Capture some of the knowledge gained as part of debugging this in some basic service documentation to help the next person

andrewpollock commented 1 month ago

I'm having some feelings about all of the functions doing the things being nested within main()... It doesn't feel like it's adhering to the spirit of the Python style guide on this?

michaelkedar commented 1 month ago

I'm having some feelings about all of the functions doing the things being nested within main()... It doesn't feel like it's adhering to the spirit of the Python style guide on this?

+1 - it looks like most of the nested functions are relatively straightforward to extract

andrewpollock commented 1 month ago

+1 - it looks like most of the nested functions are relatively straightforward to extract

Yeah I was trying to time-box the amount of time I spent on this, as I burned close to 2 hours between debugging the failure and making this PR, so I wanted to avoid a large-scale refactor (and attendant breakage) so I can unwind my stack and get back to my other task...

andrewpollock commented 1 month ago

Was this fixed? it seems like that if 'link' in repo check isn't accomplishing what it intended to do.

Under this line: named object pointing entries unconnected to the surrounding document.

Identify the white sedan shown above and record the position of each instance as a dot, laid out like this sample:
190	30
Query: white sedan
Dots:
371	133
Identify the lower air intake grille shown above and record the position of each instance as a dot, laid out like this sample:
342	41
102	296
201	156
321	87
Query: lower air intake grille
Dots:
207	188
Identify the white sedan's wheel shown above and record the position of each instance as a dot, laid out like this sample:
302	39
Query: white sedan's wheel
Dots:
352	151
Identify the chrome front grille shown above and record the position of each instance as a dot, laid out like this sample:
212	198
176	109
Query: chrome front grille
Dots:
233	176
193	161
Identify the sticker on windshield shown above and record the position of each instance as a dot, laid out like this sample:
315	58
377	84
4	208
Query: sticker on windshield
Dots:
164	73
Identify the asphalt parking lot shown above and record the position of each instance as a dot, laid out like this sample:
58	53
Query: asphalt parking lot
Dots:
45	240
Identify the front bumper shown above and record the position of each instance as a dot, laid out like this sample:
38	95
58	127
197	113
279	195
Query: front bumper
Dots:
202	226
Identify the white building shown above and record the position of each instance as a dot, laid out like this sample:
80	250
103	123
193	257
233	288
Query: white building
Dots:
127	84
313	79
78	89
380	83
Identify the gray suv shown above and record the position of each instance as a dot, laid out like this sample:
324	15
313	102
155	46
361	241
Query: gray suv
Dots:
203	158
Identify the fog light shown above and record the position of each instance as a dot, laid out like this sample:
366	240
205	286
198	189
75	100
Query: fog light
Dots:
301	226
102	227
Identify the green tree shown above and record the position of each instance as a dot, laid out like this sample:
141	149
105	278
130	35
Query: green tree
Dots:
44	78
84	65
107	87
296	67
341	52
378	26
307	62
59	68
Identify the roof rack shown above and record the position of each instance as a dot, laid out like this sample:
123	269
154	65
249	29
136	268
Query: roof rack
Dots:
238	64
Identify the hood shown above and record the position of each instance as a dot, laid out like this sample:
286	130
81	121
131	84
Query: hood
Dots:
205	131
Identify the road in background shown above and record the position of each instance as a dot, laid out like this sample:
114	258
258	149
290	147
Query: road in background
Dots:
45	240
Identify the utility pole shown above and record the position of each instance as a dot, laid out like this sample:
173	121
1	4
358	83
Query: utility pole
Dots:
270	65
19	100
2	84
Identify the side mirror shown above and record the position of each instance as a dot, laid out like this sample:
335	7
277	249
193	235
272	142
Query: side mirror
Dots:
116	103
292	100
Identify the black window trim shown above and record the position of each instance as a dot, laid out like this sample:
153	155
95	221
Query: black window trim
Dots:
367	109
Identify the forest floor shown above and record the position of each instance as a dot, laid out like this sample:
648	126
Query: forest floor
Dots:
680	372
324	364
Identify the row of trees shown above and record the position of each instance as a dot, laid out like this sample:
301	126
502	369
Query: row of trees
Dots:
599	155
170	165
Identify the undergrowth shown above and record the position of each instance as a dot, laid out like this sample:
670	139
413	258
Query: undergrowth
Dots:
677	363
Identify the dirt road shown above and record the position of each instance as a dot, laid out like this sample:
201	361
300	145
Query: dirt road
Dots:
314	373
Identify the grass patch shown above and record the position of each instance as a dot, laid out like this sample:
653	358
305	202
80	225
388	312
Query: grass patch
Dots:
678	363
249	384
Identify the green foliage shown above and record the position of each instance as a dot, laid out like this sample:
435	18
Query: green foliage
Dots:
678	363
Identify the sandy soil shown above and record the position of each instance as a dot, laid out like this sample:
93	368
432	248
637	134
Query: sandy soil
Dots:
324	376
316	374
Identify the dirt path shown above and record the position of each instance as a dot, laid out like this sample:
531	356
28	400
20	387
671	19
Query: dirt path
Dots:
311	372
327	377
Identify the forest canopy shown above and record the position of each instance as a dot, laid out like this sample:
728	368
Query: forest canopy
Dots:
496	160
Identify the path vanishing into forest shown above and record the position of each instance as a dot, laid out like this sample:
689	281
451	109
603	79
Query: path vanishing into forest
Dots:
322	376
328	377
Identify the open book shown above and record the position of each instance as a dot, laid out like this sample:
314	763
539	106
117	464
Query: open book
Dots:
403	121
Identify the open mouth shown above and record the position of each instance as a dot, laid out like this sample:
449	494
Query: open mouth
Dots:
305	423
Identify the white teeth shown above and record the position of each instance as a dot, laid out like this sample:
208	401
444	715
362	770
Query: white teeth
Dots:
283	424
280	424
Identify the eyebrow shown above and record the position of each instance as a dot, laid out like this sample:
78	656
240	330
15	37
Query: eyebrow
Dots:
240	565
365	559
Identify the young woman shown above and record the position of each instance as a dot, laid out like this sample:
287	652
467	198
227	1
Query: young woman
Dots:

Yeah good point... I fixed it directly in Datastore to get the code to stop crashing... Looking over https://github.com/google/osv.dev/commits/master/source_test.yaml, it looks a bunch of recent commits haven't been applying successfully 😞

andrewpollock commented 1 month ago

Looking over https://github.com/google/osv.dev/commits/master/source_test.yaml, it looks a bunch of recent commits haven't been applying successfully 😞

Actually it's not quite so dire, it was just this most recent PR that fell over 🤔

The problem seemed to be that the cve-osv source in Datastore was quite different to the YAML reality for it...